A company who takes the job to remove mine riches would be paid for the work it does. After the company removes the gold, and gets its money for the work it has done, then who would own the gold?
That's a good question. I guess the gold would be owned by whoever buys it. We've had a lot of copper mining in my state, although any gold they mine becomes part of the company's resources. There was a pretty nasty miners' strike back in the 1980s. The companies owned the mines (and in some cases, even the entire towns where the mines are located), but things hit a downturn when the price of copper decreased. The companies started tightening up.
I knew this one family where their father had worked in the mines for many years, was getting close to retirement, and they fired him, but told him he could reapply as a new employee, while losing all his years of seniority and retirement benefits. The companies did pretty crappy things to their workers, who were the ones doing the actual work of mining and extracting the copper from the ground.

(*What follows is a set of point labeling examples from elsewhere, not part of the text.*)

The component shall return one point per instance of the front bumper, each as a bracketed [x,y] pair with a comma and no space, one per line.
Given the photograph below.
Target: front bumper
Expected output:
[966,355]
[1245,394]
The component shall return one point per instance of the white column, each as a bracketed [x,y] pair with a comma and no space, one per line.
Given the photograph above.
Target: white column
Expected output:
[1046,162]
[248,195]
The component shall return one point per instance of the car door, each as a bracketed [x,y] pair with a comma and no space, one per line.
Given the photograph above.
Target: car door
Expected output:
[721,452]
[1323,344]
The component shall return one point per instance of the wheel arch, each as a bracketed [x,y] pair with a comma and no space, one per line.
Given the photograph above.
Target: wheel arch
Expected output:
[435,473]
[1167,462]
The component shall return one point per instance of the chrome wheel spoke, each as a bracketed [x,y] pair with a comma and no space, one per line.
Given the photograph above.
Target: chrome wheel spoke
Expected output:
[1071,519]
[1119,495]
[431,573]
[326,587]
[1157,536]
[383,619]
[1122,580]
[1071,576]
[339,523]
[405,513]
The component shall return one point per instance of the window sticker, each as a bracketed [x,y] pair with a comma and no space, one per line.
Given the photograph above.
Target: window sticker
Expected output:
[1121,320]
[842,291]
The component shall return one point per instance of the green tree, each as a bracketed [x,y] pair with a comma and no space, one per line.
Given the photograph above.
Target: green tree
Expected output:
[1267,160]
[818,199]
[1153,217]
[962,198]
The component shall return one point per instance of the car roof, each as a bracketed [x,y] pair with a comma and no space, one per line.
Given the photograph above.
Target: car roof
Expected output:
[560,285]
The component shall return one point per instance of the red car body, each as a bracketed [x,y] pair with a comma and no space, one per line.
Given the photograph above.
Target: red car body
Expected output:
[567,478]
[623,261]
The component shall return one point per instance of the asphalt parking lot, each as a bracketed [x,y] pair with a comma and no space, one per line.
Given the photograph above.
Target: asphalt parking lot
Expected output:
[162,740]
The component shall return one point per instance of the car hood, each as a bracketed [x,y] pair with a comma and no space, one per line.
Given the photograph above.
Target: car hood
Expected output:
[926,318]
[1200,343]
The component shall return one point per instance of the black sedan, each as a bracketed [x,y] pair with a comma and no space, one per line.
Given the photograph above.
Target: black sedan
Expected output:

So, who gets the resources? The workers who actually do the work, or the mine owners who do no work, yet simply hold a piece of paper that says "we own the mines"? That's where it gets a bit dicey in some people's interpretations of "freedom" and "fairness."
Family is important, but, a family who lives in a poor country, would not have enough money for proper education of their children, and even there may not be good schools in a poor country.
Even poor countries still have a few rich families. It might still be better to be born into a rich family in a developing country than to be born into a poor family in a first world (aka "rich") country.
I agree it's still worse to be poor in a poor country than it is to be poor in a rich country, but the way that you put it, it was like you were saying that some people are just "lucky" to be born into a rich country. I don't know if that really tells the whole story about how the world got to the point that we're at now - at least in terms of resources, rich countries, poor countries, and how such a disparity came about in the first place.